June 12, 2008 | Jojo,The Nugget,Those Pesky Kids
It seemed so clear to me, but then again, I was the one being sprayed in the head with hose water while sitting on the toilet in my house. So let me clear things up for ya on this and other random happenings around the Squirrel house.
The Toilet Incident — yes, the bathroom window was open. The little girl next door and her friend were playing with the hose and accidentally sprayed our house at the same time I was in mid-trou-drop. Forced water + screened window + my head = wet slap in the face. Oh well. I laughed it off until I heard the friend tell the girl next door that she wanted to purposefully spray our house. Thankfully, our little neighbor stepped up and said “no, we can’t do that” and redirected her friend to spray something else. Look at her stepping up to peer pressure and taking a page from SuperNanny! I thanked her the next day and gave her a rice krispie treat.
No, I didn’t make rice krispie treats…remember that 9×13 pan I was wondering if I’d get returned? Well ding dong it returned FILLED with the formerly hated treats. Oh yes, I never liked them growing up because
a. my mom never baked them because
b. they don’t contain chocolate and
c. dessert = chocolate, so therefore
d. rice krispies are for people who don’t know what dessert is THEREFORE
e. they must suck ass
Boy, was I wrong. Oooooh how my life could have turned out differently had I enjoyed the crispy yet sticky yet gooey yet yummy deliciousness of the wronged treat.

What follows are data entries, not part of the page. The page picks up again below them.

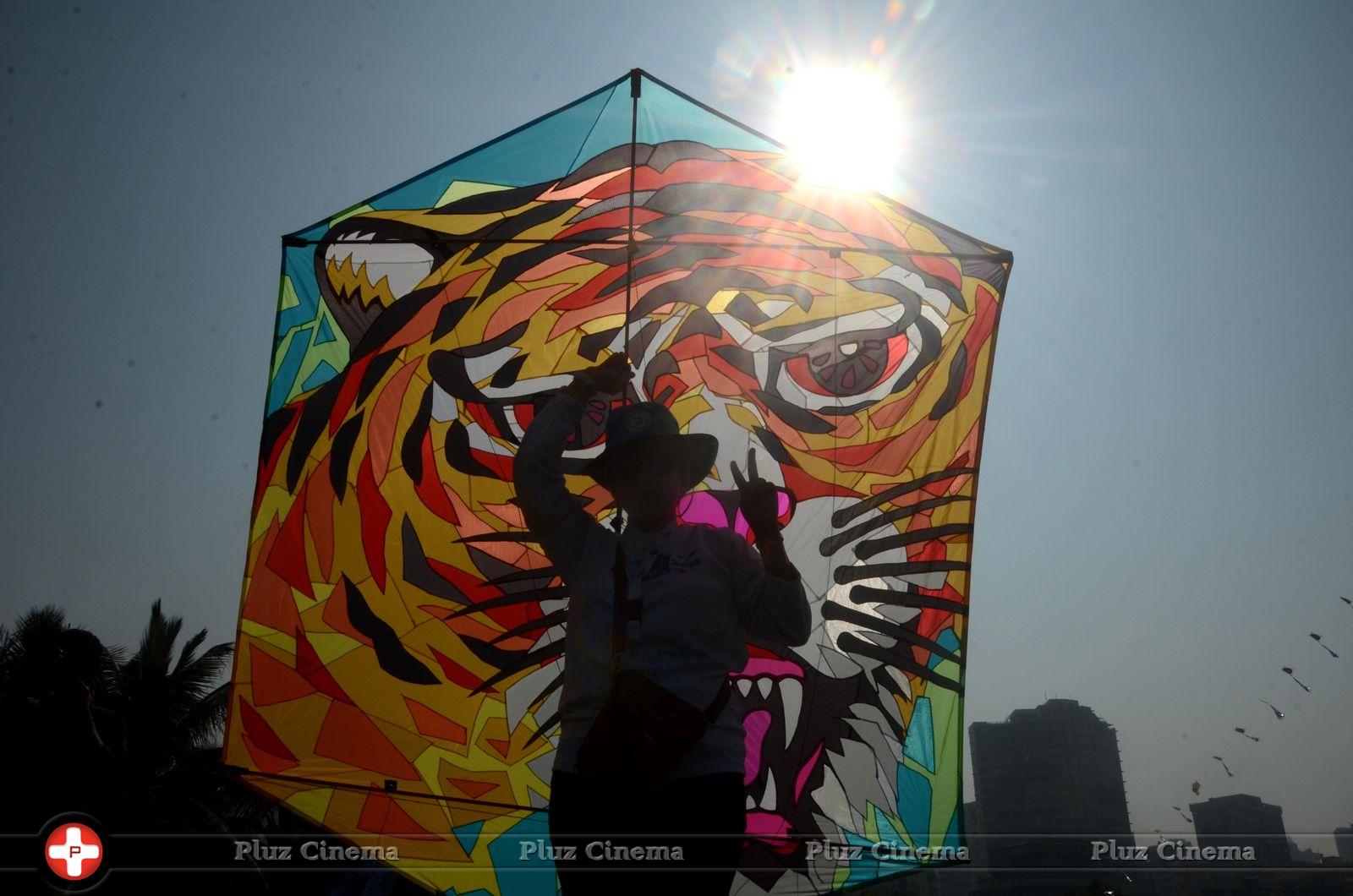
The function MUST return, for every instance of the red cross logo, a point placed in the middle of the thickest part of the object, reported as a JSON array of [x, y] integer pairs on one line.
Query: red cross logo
[[74, 851]]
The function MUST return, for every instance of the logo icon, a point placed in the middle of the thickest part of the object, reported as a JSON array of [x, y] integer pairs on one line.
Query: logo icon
[[74, 851]]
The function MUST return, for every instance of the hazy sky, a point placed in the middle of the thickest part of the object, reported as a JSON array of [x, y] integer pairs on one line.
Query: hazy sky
[[1167, 504]]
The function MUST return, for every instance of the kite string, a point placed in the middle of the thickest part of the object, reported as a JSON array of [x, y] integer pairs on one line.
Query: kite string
[[633, 162]]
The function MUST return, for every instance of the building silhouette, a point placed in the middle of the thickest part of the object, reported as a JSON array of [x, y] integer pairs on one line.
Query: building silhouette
[[1344, 844], [1242, 821], [1049, 783]]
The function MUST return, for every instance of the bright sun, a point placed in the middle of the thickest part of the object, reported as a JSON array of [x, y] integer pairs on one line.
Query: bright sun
[[843, 126]]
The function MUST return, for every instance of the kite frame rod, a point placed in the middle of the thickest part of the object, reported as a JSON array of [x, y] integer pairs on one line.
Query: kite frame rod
[[1005, 256]]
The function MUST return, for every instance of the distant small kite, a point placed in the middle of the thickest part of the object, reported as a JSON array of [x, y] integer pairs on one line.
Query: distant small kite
[[1276, 711], [1289, 670], [1323, 644]]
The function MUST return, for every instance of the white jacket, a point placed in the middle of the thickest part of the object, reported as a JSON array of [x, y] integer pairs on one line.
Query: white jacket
[[703, 593]]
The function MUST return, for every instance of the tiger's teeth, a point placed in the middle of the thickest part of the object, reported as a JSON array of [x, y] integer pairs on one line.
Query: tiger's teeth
[[791, 699], [769, 795]]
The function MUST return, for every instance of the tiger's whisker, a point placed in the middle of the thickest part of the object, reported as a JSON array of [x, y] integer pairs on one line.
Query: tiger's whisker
[[847, 574], [857, 644], [869, 594], [884, 627], [832, 543], [846, 515], [507, 600], [545, 621], [870, 547]]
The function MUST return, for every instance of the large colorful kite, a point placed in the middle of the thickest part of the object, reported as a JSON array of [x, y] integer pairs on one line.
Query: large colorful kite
[[401, 635]]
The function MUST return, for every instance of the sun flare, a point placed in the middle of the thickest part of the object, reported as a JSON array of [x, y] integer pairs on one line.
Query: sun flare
[[845, 126]]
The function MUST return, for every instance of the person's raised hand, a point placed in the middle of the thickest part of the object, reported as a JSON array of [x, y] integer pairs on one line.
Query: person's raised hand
[[759, 500]]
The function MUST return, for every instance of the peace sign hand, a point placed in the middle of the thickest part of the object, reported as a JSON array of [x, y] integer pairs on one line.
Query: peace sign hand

I ate a good 1/3 of the pan before I gave two smallish squares away. Oops. I’m not sure I can make it through the evening without another cut. Just. one. more.
LL Cool Jojo — What with the ridiculous heat and lack of good airconditioning, we’ve found ourselves out at restaurants for many a meal. Every time we find ourselves with a waitress, Jojo charms them with his tooth grins and many “thank you nice lady”s and eventually ends with this line, complete with emphatic hand gestures: “come over to my house next week.” We’re not sure where he gets the “next week” idea… does he see the kitchen calendar filled with playdates or is he just careful of double booking the ladies?
Jojo’s black eye – wow, kids are resilient. The black-purple-blue-green-yellow eye has almost completely vanished, and he’s stopped telling stories of how the fire truck came to fix his broken head. Perhaps we should take him to get re-evaluated, since no fire truck was called. Oh my little dramatic boy. Honey, we’ll get you ice cream even if you were taken to the ER in a 13 year old Toyota Corolla.
The Nugget – still growing. Still super stinkin’ cute. Still pooping every 8 days or so. How does this happen? I don’t know, but I’ve been assured this is not abnormal. For babies. I mean, can you imagine not pooping for 8 days?